The LeRoi Mine, located in Rossland, British Columbia, was part of the Trail Creek mining district. Heyburn was a respected lawyer for the mining companies and handled the legal affairs for LeRoi. The company letters in this manuscript group were apparently left in Heyburn's office at the conclusion of a legal inquiry.

The remaining correspondence is both incoming and outgoing. Some letters are from friends and family and give an insight into his concern for those close to him. Other letters deal with mining concerns, requests for payment of bills and acknowledgments for same, and requests for endorsements for appointed political positions.
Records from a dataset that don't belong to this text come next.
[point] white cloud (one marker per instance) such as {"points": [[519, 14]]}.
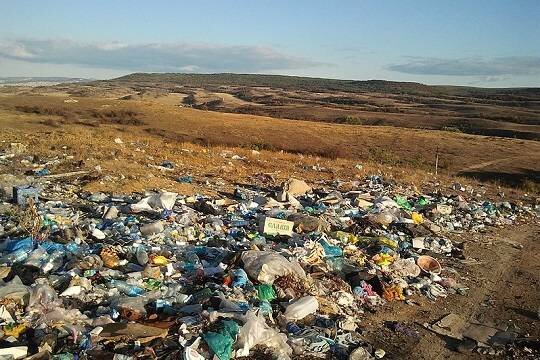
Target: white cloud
{"points": [[477, 66], [152, 57]]}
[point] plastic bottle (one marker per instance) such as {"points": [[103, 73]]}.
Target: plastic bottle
{"points": [[142, 255], [36, 258], [54, 262], [126, 288], [15, 257], [331, 250], [192, 263], [12, 245]]}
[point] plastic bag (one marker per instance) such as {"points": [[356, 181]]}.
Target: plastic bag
{"points": [[255, 331], [157, 202], [267, 266], [221, 342], [302, 308]]}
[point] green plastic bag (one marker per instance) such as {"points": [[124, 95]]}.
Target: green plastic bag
{"points": [[221, 342], [403, 203], [266, 292]]}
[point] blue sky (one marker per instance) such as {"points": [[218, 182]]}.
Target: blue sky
{"points": [[461, 42]]}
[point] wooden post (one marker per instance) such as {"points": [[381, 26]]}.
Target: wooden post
{"points": [[437, 161]]}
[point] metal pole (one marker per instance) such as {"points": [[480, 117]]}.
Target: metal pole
{"points": [[437, 161]]}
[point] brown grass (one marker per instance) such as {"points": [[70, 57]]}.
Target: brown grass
{"points": [[407, 153]]}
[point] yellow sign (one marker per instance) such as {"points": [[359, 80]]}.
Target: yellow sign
{"points": [[273, 226]]}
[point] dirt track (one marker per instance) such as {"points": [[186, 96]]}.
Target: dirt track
{"points": [[504, 282]]}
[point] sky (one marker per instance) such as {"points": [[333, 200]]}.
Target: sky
{"points": [[491, 43]]}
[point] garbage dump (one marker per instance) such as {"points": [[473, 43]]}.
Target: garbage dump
{"points": [[278, 273]]}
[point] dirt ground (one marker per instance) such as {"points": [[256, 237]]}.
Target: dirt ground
{"points": [[501, 266], [505, 161], [502, 270]]}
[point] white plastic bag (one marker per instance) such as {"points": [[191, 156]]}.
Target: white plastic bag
{"points": [[157, 202], [255, 331], [301, 308], [267, 266]]}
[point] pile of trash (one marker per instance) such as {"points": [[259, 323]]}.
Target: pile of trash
{"points": [[260, 273]]}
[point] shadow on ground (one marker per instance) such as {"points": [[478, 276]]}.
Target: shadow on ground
{"points": [[515, 179]]}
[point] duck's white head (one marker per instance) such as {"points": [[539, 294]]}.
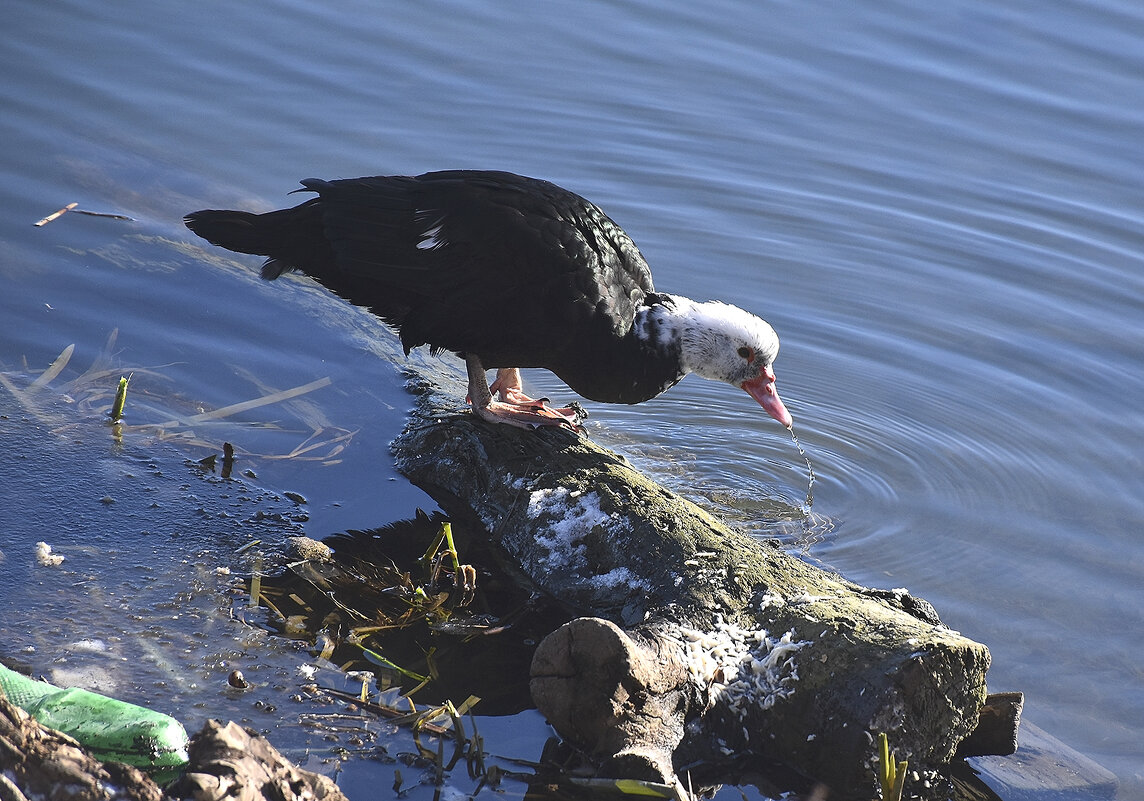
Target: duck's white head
{"points": [[725, 343]]}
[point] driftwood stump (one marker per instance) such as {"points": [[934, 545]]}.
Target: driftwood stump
{"points": [[704, 644]]}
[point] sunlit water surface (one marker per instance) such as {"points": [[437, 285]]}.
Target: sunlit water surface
{"points": [[939, 212]]}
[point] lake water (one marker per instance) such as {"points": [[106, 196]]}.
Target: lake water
{"points": [[940, 212]]}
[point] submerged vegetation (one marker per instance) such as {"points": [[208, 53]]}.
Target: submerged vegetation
{"points": [[164, 415]]}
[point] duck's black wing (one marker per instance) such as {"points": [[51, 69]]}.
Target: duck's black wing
{"points": [[491, 263], [513, 269]]}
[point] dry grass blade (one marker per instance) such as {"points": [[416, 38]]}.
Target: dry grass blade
{"points": [[255, 403], [54, 370], [55, 215]]}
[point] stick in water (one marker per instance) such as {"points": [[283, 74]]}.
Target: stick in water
{"points": [[56, 215]]}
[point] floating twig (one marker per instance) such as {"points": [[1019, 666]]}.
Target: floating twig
{"points": [[56, 215], [103, 214]]}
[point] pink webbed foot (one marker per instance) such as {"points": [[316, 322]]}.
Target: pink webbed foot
{"points": [[513, 406]]}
Several letters in 1897 concern his possible nomination for Circuit Court Judge, a position which eventually went to a Mr. Morrow. In 1903 many of the early letters are ones of congratulation on his election to the U.S. Senate. Beginning in 1903 there are also copies of letters written by Senator Heyburn when he was away from his Wallace office. Most of these are dated either from San Francisco where he was attending court, or from Washington, D.C.

From 1904 to 1908 there are many letters and telegrams from William H. Batting, Heyburn's law partner, keeping him abreast of the legal matters in the Wallace office. An interesting feature of this collection is the telegrams, many of which were sent in coded form. Fortunately for the researcher (or the curious) Heyburn has provided a translation.
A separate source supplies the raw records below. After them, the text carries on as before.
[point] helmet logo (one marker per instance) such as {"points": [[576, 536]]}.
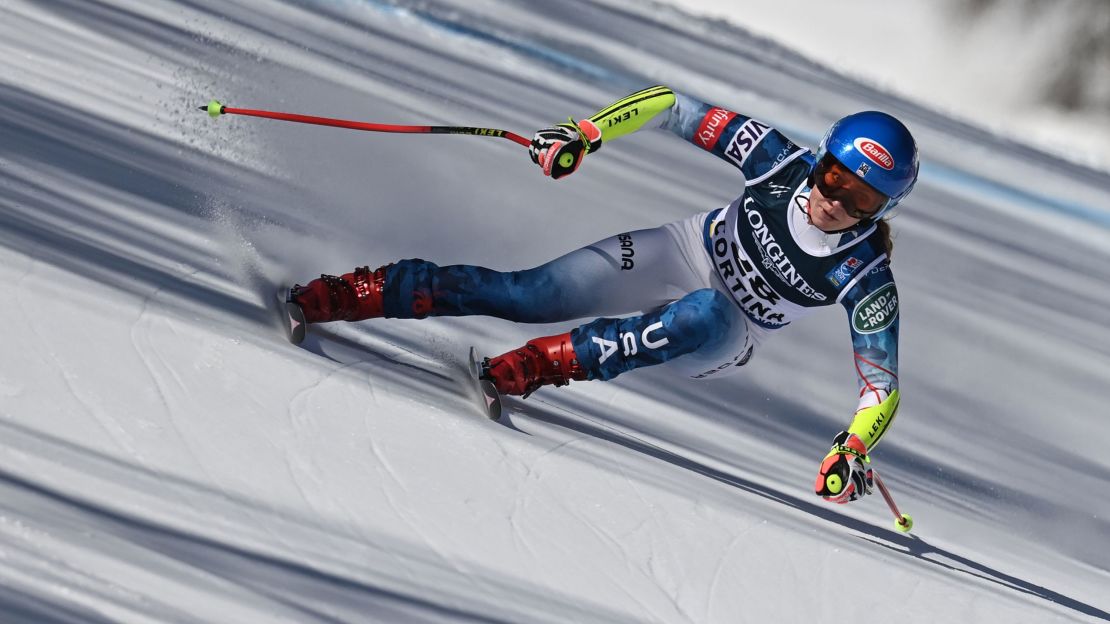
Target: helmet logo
{"points": [[875, 152]]}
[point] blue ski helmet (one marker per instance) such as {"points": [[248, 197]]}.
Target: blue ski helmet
{"points": [[878, 149]]}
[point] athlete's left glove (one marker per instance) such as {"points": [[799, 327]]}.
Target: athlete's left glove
{"points": [[558, 150], [846, 471]]}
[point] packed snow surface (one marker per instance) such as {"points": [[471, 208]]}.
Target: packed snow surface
{"points": [[167, 456]]}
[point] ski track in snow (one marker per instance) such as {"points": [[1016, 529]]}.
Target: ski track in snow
{"points": [[164, 454]]}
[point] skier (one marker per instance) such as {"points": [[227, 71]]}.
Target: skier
{"points": [[806, 232]]}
The letterpress books contain copies of letters written in Wallace. Two of these books have been water damaged and consequently portions of the letters are difficult to read.

The scrapbook contains newspaper clippings which deal not only with Senator Heyburn's own career, but also include clippings of the political situation in Idaho, the Mormon question, and appointments which were made upon the recommendation of Senator Heyburn.
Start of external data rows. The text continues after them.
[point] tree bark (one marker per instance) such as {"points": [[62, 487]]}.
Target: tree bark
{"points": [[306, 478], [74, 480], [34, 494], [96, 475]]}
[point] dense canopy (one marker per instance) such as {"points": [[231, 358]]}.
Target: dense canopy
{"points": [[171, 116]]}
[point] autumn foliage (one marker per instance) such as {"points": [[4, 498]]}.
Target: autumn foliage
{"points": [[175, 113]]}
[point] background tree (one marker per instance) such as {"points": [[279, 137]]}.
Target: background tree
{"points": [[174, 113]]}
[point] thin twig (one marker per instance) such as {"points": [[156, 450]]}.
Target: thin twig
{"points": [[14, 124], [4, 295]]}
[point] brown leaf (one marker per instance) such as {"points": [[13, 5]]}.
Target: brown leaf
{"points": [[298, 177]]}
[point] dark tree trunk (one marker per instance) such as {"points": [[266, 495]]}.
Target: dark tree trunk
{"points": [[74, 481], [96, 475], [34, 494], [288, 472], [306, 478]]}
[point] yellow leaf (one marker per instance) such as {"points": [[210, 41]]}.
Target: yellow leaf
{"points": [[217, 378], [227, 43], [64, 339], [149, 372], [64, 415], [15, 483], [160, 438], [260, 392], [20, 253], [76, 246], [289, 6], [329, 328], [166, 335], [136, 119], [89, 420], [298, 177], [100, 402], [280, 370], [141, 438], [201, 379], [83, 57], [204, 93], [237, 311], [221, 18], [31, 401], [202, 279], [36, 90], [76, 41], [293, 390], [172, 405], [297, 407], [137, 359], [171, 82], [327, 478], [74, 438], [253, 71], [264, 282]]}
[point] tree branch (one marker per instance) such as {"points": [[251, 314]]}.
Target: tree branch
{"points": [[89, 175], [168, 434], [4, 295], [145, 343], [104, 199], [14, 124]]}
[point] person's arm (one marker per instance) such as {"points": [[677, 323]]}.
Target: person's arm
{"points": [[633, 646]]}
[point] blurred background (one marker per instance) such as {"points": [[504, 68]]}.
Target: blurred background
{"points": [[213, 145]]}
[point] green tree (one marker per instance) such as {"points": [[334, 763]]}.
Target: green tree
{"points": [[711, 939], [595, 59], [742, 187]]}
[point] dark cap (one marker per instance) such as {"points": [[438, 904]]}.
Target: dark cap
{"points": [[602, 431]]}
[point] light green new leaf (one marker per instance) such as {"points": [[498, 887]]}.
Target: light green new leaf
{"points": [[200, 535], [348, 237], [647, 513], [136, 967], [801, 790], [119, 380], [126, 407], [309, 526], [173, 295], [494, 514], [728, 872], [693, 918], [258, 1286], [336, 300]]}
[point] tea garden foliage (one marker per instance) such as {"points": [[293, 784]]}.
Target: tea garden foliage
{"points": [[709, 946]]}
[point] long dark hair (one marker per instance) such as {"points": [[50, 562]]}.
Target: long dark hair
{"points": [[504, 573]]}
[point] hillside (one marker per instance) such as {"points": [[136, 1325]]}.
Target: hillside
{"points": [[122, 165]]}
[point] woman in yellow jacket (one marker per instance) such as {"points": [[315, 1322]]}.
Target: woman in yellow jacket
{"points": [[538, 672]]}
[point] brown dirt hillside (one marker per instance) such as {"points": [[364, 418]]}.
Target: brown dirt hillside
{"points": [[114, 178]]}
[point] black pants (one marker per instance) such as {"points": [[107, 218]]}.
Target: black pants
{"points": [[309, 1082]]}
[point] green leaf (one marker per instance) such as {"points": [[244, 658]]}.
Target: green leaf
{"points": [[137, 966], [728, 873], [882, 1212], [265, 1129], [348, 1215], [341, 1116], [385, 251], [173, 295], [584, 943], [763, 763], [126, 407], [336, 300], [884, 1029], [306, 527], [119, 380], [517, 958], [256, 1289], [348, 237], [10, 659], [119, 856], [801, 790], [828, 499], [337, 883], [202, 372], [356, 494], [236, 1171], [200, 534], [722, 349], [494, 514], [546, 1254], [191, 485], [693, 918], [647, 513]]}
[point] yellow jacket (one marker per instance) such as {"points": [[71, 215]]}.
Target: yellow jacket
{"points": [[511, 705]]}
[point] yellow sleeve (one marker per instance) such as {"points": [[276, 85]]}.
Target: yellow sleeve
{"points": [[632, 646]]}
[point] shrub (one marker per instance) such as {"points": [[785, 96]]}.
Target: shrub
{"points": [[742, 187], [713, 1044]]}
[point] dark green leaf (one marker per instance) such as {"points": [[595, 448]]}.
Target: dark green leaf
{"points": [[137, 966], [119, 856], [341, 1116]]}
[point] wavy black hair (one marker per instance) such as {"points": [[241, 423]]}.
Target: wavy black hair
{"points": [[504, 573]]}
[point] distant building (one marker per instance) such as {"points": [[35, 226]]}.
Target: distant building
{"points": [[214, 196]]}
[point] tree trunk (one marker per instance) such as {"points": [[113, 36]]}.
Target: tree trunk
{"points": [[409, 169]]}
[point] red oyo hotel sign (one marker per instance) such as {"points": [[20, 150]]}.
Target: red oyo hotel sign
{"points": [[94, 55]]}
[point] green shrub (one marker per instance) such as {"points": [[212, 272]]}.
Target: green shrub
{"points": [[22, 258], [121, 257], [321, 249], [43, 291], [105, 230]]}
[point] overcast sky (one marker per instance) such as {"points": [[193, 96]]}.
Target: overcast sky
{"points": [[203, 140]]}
The next item in record group is a 34 page booklet entitled Hon. Weldon B. Heyburn, Senior United States Senator from Idaho; his record in the Senate, compiled by Addison T. Smith (Twin Falls, Idaho, 1908).

The final items are eleven legal briefs, 1891-1904, for cases in which Heyburn was attorney for one of the parties.

In the process of refoldering the correspondence in this record group the material was changed from legal size to letter size folders. This reduced the bulk of the collection by one cubic foot.



Box Folder Description Items

I. General Correspondence and Related Records, 1891-1911

Box 1

1. Inventory, 1979. 1 items.

2. Bills and receipts, 1889. 3 items.

3. 1891. 1 items.

4. 1892. 124 items.

5. 1893. 229 items.

6. 1894. 76 items.

7. 1895. 3 items.

8-10. LeRoi Mining and Smelting Company correspondence, 1895-1896. 395 items.

11. Weldon Heyburn correspondence 1896. 106 items.

12-16. 1897. 603 items.

17-19. 1898. 313 items.

18-19. June-September 1898. 178 items.

20-21. 1899. 343 items.

22. 1900. 44 items.

23. 1902. 6 items.

24-27. January-July 1903. 420 items.

Box 2

28. August-September 1903. 68 items.

29. 1904. 19 items.

30. 1905. 75 items.

31. 1906. 4 items.

32. 1907. 12 items.

33. 1908. 22 items.

34. 1909. 54 items.

35. 1910. 33 items.

36. 1911. 1 items.

37. undated. 4 items.

38-39. Letterpress books, June 8 - November 28, 1904. 2 items.

40-41. July 25, 1906 - November 8, 1908, and index. 2 items.

42. Scrapbook, 1906-1908. 1 items.

43. Hon. Weldon B. Heyburn, Senior United States Senator from Idaho; His .Record in the Senate, compiled by Addison T. Smith, 1908 1 items.

44. Legal briefs, 1891-1904. 11 items.